The song "My Kind of Town" was nominated for the American Film Institute's 2004 list AFI's 100 Years...100 Songs.

==Music==

Sammy Cahn and Jimmy Van Heusen wrote the score. Crosby, still a major movie star at the time who had top billing over Sinatra in their last film together, High Society, sang more songs than Sinatra in this film as well.

"My Kind of Town" is the centerpiece number of the film. Orchestral versions of the song are the primary element of the opening and closing credits. A dance band also plays the song in Robbo's speakeasy. Sinatra sings the song to the citizens outside the courthouse after his framing for and acquittal of murdering the sheriff.

===Songs===
- "Robin And The 7 Hoods (Overture)" - Orchestra Conducted by Nelson Riddle
- "My Kind of Town" - Frank Sinatra
- "All For One and One For All" - Peter Falk and Chorus
- "Don’t Be A Do-Badder" - Bing Crosby and the Mitchell Boy Singers
- "Style" - Bing Crosby, Frank Sinatra and Dean Martin
- "Mister Booze" - Bing Crosby, Frank Sinatra, Dean Martin, Sammy Davis Jr. and Chorus
- "I Like To Lead When I Dance" - Frank Sinatra
- "Bang! Bang!" - Sammy Davis Jr.
- "Charlotte Couldn’t Charleston" - The Ladies of the Ensemble.
- "Give Praise! Give Praise! Give Praise!" - Chorus.
- "Don’t Be A Do-Badder" (Finale) - Bing Crosby, Frank Sinatra, Dean Martin, Sammy Davis Jr.

==Production==
Robin and the 7 Hoods was filmed from October to December 1963. It was a troubled production interrupted by both the assassination of John F. Kennedy, a personal former friend of Sinatra's, and just weeks later, the kidnapping of Frank Sinatra Jr. Despite these difficulties, cast and crew ultimately decided to complete the film.

==Novelization==
A novelization by Jack Pearl was published by Pocket Books in 1964. The character of Marian features much more heavily in the book, including a scene in which she testifies against Robbo in court then has most of her clothes torn off by an angry mob outside the court room, and another in which she gives a lengthy speech about the nature of Robbo's appeal to the masses.

==Stage musical==
A new version of Robin and the 7 Hoods, with a book by Rupert Holmes, premiered on stage July 30, 2010 at the Old Globe Theater in San Diego, California. Updated to the early 1960s, it includes only one of the film's songs, "My Kind of Town", but features 18 others composed by Cahn and Van Heusen, among them Come Fly with Me and Ain't That a Kick in the Head?. The piece ran throughout August 2010. Casey Nicholaw directed and choreographed the musical, set in the Mad Men era of 1962. The story is about a likable gangster hoping to get out of the crime business. A do-gooding TV reporter likens him to a modern-day Robin Hood.

==Home media==
Robin and the 7 Hoods has been released on a number of home video editions, individually and as part of the deluxe multi-movie set The Rat Pack Ultimate Collector's Edition. Cases for DVD editions depicted a portrait of Sinatra, Martin, Davis Jr and Crosby with guns in their hands. Because Crosby's character is not involved in the group's criminal operations, the portrait was altered to show him gunless.
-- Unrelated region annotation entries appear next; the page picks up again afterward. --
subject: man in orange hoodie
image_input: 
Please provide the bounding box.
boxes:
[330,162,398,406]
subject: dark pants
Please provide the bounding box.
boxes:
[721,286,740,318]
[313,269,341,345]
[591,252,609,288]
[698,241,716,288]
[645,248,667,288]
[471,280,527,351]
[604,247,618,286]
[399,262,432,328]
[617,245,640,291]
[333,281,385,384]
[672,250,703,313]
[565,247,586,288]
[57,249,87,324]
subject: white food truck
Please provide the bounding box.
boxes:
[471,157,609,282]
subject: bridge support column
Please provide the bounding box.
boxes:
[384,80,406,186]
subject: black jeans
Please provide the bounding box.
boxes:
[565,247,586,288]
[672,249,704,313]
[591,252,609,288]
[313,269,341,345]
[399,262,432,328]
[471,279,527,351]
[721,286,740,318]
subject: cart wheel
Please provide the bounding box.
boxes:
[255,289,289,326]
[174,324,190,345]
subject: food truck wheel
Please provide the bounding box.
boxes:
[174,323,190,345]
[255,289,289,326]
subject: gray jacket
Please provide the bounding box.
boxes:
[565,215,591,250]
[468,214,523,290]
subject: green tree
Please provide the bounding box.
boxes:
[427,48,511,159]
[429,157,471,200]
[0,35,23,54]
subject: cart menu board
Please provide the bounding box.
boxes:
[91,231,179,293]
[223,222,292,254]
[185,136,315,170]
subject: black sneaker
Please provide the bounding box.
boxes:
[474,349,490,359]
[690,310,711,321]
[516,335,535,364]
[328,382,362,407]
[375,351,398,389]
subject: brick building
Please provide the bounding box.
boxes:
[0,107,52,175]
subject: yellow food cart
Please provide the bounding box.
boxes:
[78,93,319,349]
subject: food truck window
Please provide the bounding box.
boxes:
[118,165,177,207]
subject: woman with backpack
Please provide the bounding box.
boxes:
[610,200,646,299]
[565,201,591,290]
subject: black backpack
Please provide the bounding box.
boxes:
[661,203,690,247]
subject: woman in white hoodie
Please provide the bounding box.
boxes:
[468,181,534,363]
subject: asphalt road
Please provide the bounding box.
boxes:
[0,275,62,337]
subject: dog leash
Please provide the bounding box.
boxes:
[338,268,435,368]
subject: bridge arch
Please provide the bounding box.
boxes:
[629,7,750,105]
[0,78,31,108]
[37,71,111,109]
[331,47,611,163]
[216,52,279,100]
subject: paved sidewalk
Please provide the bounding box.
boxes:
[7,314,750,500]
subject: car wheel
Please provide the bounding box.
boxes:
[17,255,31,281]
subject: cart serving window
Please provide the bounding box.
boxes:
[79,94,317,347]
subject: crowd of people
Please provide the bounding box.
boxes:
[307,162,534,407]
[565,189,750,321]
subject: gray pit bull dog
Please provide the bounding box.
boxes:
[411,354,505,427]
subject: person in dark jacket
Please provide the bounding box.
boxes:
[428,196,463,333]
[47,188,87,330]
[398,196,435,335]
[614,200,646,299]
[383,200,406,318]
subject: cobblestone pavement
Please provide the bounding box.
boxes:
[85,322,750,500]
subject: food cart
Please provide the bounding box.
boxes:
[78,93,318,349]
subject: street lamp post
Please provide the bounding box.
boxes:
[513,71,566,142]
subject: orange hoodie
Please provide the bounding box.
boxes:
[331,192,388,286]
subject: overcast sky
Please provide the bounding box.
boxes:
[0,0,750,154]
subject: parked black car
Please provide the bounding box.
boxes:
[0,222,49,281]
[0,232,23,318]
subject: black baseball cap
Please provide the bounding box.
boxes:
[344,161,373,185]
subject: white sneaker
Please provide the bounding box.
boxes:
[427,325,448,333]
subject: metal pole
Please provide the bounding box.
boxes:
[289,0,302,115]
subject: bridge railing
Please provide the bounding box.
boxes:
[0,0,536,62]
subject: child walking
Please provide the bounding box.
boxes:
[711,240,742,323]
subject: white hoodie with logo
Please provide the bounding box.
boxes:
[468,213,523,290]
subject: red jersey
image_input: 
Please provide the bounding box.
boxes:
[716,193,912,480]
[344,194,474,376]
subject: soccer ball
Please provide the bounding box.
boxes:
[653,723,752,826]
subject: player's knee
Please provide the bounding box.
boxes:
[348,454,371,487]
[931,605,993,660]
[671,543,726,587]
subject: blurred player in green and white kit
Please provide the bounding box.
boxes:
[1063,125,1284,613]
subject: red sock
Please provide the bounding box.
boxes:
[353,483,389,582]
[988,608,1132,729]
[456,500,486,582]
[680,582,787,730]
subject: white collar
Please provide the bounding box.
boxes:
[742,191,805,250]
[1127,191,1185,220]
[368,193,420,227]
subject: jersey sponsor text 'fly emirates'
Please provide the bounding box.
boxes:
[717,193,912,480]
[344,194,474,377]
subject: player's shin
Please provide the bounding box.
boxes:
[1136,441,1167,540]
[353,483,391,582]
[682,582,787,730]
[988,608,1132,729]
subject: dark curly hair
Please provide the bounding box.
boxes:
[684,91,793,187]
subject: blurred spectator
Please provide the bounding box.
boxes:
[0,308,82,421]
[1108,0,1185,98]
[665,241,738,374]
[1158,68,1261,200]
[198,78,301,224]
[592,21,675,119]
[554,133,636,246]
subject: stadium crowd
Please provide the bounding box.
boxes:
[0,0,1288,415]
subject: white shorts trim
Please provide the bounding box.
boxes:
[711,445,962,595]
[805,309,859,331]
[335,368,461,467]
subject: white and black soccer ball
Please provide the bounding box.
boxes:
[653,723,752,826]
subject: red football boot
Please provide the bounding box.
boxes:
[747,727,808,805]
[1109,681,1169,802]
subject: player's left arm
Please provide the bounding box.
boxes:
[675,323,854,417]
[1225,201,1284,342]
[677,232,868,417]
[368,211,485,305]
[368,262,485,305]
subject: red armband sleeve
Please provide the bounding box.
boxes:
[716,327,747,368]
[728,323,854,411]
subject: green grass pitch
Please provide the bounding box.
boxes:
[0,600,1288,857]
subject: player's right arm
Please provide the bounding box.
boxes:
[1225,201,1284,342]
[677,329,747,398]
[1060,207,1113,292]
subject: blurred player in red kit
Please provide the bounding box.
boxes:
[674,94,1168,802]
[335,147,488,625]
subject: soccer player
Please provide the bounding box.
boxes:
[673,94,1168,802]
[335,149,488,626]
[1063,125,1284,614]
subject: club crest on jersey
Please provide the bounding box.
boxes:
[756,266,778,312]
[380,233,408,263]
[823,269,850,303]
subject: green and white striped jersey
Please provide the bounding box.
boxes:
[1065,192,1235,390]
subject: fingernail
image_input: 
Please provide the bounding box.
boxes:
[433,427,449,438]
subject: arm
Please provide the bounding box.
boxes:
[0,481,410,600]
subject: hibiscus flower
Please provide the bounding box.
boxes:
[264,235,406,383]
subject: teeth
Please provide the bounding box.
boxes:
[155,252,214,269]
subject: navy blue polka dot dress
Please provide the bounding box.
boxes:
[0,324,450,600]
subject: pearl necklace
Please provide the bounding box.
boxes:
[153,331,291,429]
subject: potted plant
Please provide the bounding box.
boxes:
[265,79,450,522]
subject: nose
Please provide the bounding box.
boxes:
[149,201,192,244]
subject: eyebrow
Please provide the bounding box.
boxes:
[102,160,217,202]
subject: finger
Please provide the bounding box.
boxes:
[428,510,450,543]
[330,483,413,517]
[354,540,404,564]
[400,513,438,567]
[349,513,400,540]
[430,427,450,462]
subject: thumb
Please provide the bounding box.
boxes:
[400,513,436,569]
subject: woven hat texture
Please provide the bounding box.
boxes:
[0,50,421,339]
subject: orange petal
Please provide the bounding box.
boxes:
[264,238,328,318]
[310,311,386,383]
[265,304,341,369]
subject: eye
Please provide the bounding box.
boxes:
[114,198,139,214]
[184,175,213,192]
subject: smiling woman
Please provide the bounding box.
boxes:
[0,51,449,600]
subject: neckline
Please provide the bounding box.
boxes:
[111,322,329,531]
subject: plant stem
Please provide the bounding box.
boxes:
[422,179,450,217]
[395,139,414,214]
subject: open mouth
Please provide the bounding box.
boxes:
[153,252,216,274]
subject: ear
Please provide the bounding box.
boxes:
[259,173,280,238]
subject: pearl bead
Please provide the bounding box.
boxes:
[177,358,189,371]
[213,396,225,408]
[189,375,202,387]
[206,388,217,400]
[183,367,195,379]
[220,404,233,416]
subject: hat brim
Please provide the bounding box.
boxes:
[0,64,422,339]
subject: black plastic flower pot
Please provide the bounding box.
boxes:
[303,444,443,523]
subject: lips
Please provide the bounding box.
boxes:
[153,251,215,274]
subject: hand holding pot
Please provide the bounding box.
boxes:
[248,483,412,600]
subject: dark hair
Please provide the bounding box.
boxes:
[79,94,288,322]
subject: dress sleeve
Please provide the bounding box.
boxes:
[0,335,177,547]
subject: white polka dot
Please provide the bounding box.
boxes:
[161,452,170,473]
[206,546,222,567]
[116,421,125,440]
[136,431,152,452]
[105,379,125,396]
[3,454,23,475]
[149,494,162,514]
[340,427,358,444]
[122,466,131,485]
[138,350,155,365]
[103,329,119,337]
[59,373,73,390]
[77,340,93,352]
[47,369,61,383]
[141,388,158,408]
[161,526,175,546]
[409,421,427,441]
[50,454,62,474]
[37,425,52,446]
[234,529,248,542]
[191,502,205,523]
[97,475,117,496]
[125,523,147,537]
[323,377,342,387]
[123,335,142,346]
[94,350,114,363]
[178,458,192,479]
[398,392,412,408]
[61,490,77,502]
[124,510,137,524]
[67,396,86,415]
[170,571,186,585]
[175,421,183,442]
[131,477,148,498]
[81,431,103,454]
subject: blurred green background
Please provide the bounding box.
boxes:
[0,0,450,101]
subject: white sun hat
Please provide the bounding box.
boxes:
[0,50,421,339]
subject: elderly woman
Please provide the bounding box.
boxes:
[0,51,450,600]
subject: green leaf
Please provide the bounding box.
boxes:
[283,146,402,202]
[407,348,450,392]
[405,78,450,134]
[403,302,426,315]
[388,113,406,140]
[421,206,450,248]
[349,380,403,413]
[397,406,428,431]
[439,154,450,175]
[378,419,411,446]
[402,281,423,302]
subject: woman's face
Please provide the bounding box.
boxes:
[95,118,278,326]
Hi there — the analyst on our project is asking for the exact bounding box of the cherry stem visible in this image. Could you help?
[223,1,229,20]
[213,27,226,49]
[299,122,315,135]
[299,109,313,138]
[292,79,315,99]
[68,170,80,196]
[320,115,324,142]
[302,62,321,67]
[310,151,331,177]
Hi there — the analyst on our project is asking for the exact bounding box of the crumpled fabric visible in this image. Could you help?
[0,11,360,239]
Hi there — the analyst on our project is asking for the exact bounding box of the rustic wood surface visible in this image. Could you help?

The film's soundtrack album was rereleased on compact disc in 2000 on Artanis Records.

== Trivia ==
In an early scene in the movie, Robbo threatens Gisborne by saying "If you come over there like George Washington, I send you back like Abraham Lincoln", referring to him as "Mr. President". This scene was filmed before the assassination of John F. Kennedy. Sinatra later regretted the inclusion of this line in the script, according to his commentary on the DVD release.